E. CI/CD Pipeline Infiltration 

Instead of targeting developers directly, attackers go after CI/CD pipelines. These systems often store secrets, tokens, and signing keys, making them high-value targets.

A single compromised pipeline step can inject malicious code during the build process, even when the repository itself is clean.

The above code easily passes review and the damage happens downstream.

F. Developer Tooling Attacks

IDEs, plugins, and developer extensions operate with deep system access. Once compromised, they can read files, steal credentials, or inject code silently.

Auto-updating tools increase the risk. What feels like convenience becomes an invisible attack surface that  developers rarely question.

List of Mapped CWEs 

Below, we have presented a list of mapped CWEs with OWASP A03: Software Supply Chain Risk: 

Why Supply Chain Attacks Are Difficult to Detect

Supply chain attacks don’t announce themselves. They slip into places teams are used to trusting and move at a pace that feels normal. That’s what makes them so hard to spot, even in organizations that take security seriously.

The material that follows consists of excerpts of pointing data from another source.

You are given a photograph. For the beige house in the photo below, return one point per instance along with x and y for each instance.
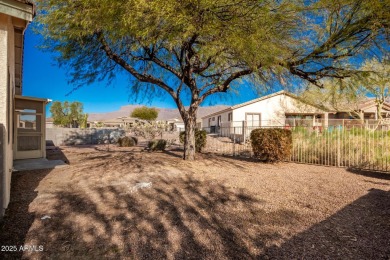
(22, 118)
(271, 110)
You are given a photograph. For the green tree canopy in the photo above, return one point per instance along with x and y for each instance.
(195, 48)
(68, 114)
(145, 113)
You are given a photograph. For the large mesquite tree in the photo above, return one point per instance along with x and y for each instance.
(193, 49)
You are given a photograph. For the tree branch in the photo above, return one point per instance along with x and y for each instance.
(141, 77)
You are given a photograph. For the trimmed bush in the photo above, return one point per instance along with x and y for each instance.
(135, 139)
(126, 141)
(157, 145)
(271, 144)
(200, 139)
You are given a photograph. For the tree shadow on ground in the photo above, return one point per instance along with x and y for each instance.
(18, 219)
(176, 218)
(372, 174)
(360, 230)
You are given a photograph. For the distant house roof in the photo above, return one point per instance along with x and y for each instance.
(282, 92)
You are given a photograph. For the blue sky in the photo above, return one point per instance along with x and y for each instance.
(43, 78)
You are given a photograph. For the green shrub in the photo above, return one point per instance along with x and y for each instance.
(271, 144)
(157, 145)
(200, 139)
(126, 141)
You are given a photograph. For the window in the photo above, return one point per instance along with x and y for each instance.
(253, 119)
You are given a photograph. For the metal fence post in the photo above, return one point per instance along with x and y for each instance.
(234, 141)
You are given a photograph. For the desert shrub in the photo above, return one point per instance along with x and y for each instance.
(271, 144)
(126, 141)
(200, 139)
(157, 145)
(135, 139)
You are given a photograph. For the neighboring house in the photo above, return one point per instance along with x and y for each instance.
(284, 109)
(366, 110)
(270, 110)
(22, 119)
(175, 124)
(119, 122)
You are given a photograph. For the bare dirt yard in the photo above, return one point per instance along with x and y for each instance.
(126, 203)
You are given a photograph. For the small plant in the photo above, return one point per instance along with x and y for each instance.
(200, 139)
(126, 141)
(271, 144)
(157, 145)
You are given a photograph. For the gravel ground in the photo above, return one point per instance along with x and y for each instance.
(125, 203)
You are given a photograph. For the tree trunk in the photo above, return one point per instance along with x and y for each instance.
(189, 138)
(379, 110)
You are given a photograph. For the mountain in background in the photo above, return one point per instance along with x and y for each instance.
(163, 114)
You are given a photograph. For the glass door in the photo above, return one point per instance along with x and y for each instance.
(29, 134)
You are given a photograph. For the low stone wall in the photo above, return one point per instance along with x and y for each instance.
(75, 136)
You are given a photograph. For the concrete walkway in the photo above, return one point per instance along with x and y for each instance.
(37, 164)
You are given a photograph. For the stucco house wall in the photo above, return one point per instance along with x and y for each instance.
(13, 15)
(270, 110)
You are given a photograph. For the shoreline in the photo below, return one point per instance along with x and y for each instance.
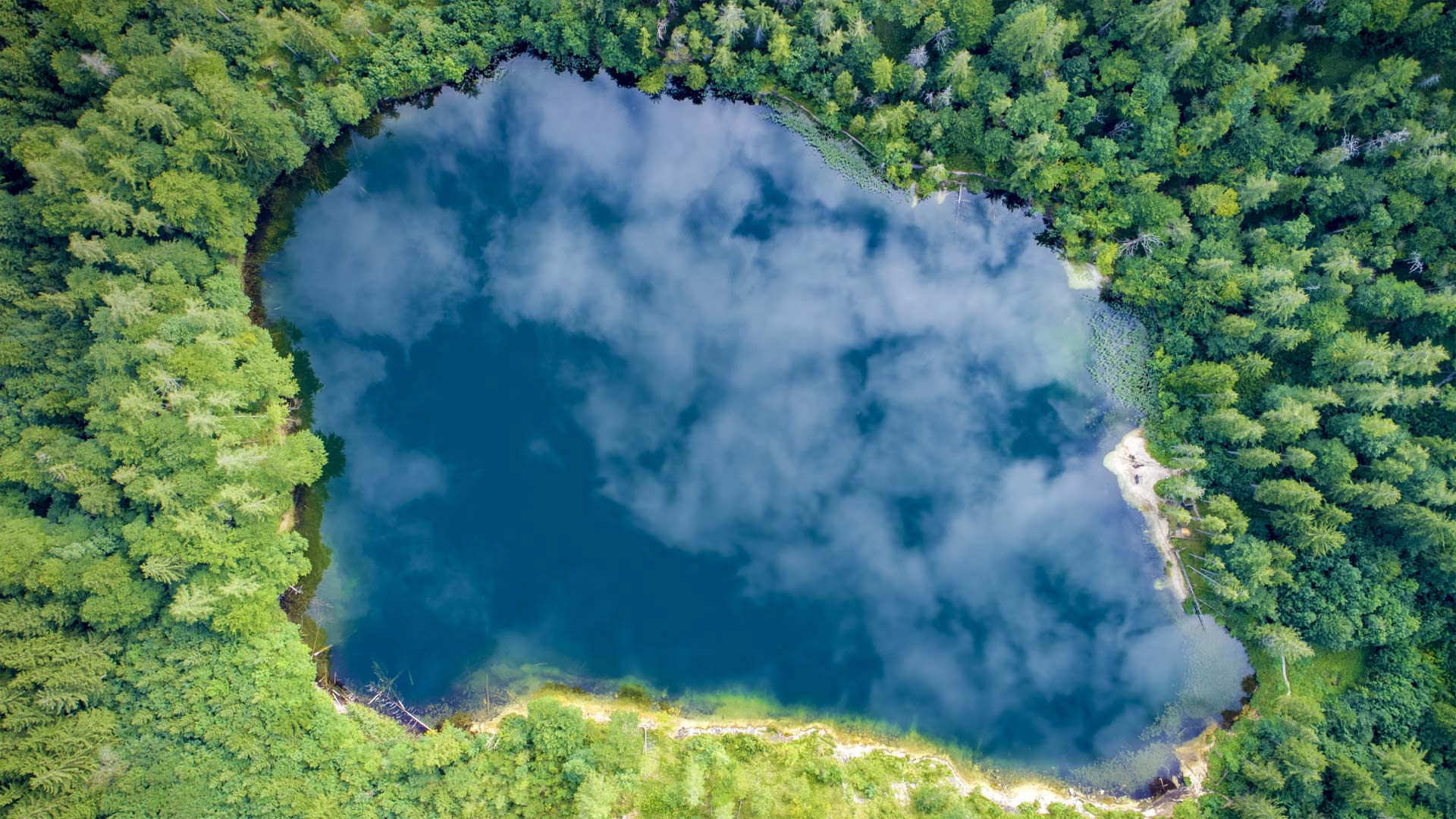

• Trust assumption: Most security programs are built on an implicit trust in third-party software. Libraries, build tools, and vendor updates are expected to be safe because they come from familiar names and official channels. When something malicious hides inside that trust boundary, it rarely triggers suspicion. The code looks legitimate, the update is signed, and the process feels routine.
• Limited CVE coverage: Supply chain failures often don’t show up clearly in CVE databases. Only a small number of CVEs are mapped, even when the real-world risk is widespread. This skews perception. Teams scanning dashboards may see low numbers and assume exposure is limited, when in reality the problem is much larger.
• Transitive dependency problem: Modern applications are built on layers of dependencies. You might audit what you install directly, but those components pull in dozens of others behind the scenes. Vulnerabilities buried several levels deep are easy to miss, especially when ownership and visibility fade the further down the chain you go.
• Delayed discovery: These attacks are rarely immediate. Malicious code may sit quietly, waiting for the right moment or blending into normal behavior. By the time something looks wrong, the compromised component may already be widely deployed and hard to roll back.
• Conditional execution: Some supply chain attacks are deliberately selective. They activate only in specific environments or under specific conditions. The Bybit wallet incident showed how malware can remain invisible during testing and only surface in real-world use, bypassing standard checks.
• Blast radius: When a supply chain attack finally triggers, the impact spreads fast. One compromised component can affect thousands of downstream users at once. The SolarWinds breach made this painfully clear, as a single update rippled across entire industries.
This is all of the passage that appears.